Puede que los libros que escribo den la falsa impresión de que tengo una espertise en digresiones. Desde ya les advierto que mi ignorancia es tal que siempre escribí digresión y recién ahora me doy cuenta de que es digresión. Tendría que haber advertido que ese malentendido me iba a jugar una mala pasada. Anoche recibí un correo donde me devolvieron la versión 1 de este texto, que ustedes debieran estar leyendo en vez de esta. Los argumentos eran atendibles, convincentes. En buen chileno lo que mandé no tenía na´que ver con lo que me pidieron.

En un gesto extremadamente caballeroso y comprensivo me proponen probar otro formato. Tengo pocos días y aún no me decido. Me siento dividida entre mi parte conciliatoria y mi espíritu dubitativo que se pregunta si no estarán equivocados y la versión 1 sí trata sobre la digresión. Para comprobarlo tendría que reunir pruebas, probarlo. Mi espíritu se anima, en esta contienda apuesto por mí. Voy por la victoria.

En la época en la que comencé a escribir no existía la costumbre generalizada de los talleres o cursos, y a los escritores/escritoras los conocías solo por el nombre en la portada del libro. No tenía a quien preguntarle cómo se vuelve del cementerio donde iba casi a diario a enterrar los comienzos que resistían una continuación. Muchísimo después -publiqué por primera vez a los cuarenta años- tuve la sensación de que podía resultar y fue porque me di cuenta de que esa joven lectora que salteaba páginas enteras con descripciones, paisajes, psicologías, para seguir la trama, ¡también se saltaba las tramas de las cuatro novelas que leía cada quince días! Donde decía que la heroína escapaba de la casa familiar en la que era incomprendida (leía); donde decía que caminaba hacia el acantilado sola con la carta en el bolsillo (leía); donde decía que sacaba la carta del bolsillo… Dejaba la carta de la novela y leía la carta que iba a dejar en el velador de mi madre cuando huyera de esa casa y de esa familia para llevar una vida de novela.

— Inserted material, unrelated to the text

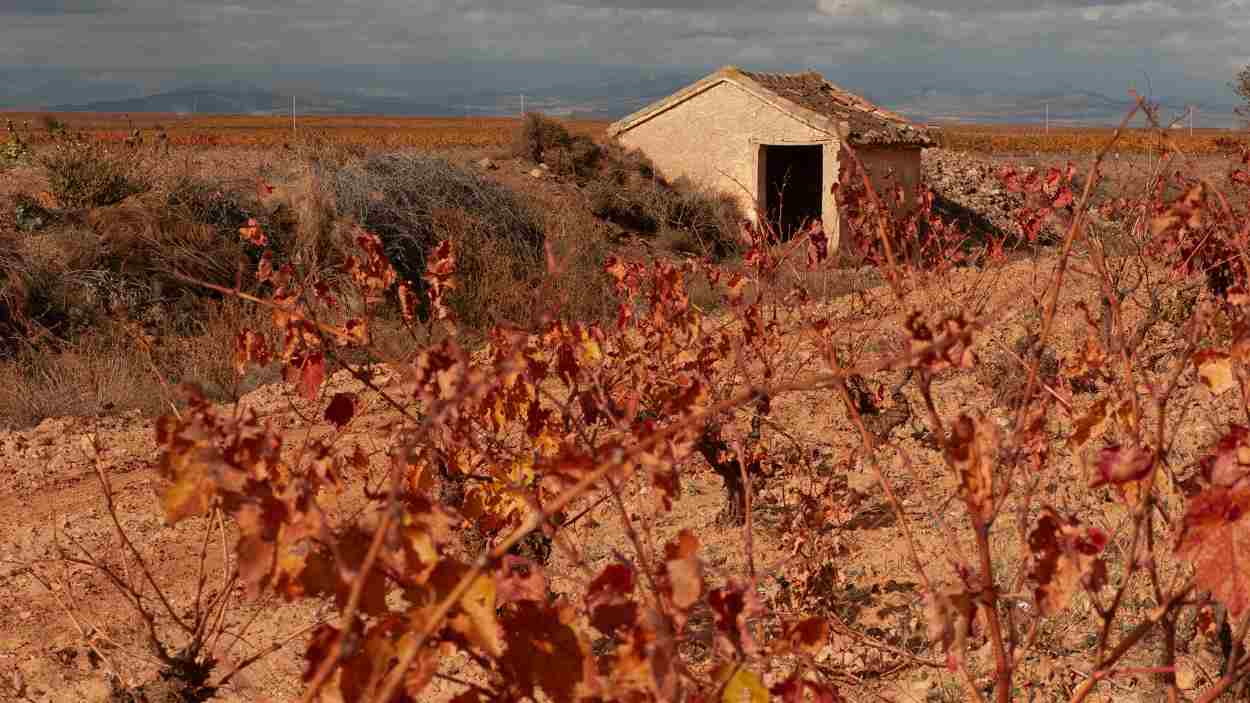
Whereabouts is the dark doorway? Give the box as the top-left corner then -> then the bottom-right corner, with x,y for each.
760,144 -> 824,239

¿Y si la falla está en que escribo como leo, perdiendo pedazos de trama, de descripciones, la psicología, las ideas? ¿Y leo como miro, borroso y distorsionado, con errores de foco? Cuanto tiempo y lecturas perdidas. A menos que… leer salteado sea tan legal como leer de corrido. Si en la escuela aceptaran otras formas de leer, por ejemplo, leer salteado, comprender salteado, pensar salteado, saltear pescados; entonces mi forma de leer, de comprender y de pensar sería norma universal y nadie podría decir que en mis textos no está visible la digresión. Está, pero mirado desde arriba; invisibilizado por el salto, pero existe, alega triunfal la versión 2.

Alan Pauls se refiere en Fallar otra vez —promocionado por la editorial como un ensayo a favor de la escritura imperfecta y la desobediencia narrativa como origen de la literatura— a una categoría de artistas con problemas «que tuvieron quizás una única gran lucidez, la clarividencia recatada y ambiciosa a la vez, y que de allí en más les serviría para el resto de sus vidas de artistas, de preguntarse si esos problemas no serían en realidad lo único que tenían. O, más que lo único, lo más propio, lo más precioso que tenían».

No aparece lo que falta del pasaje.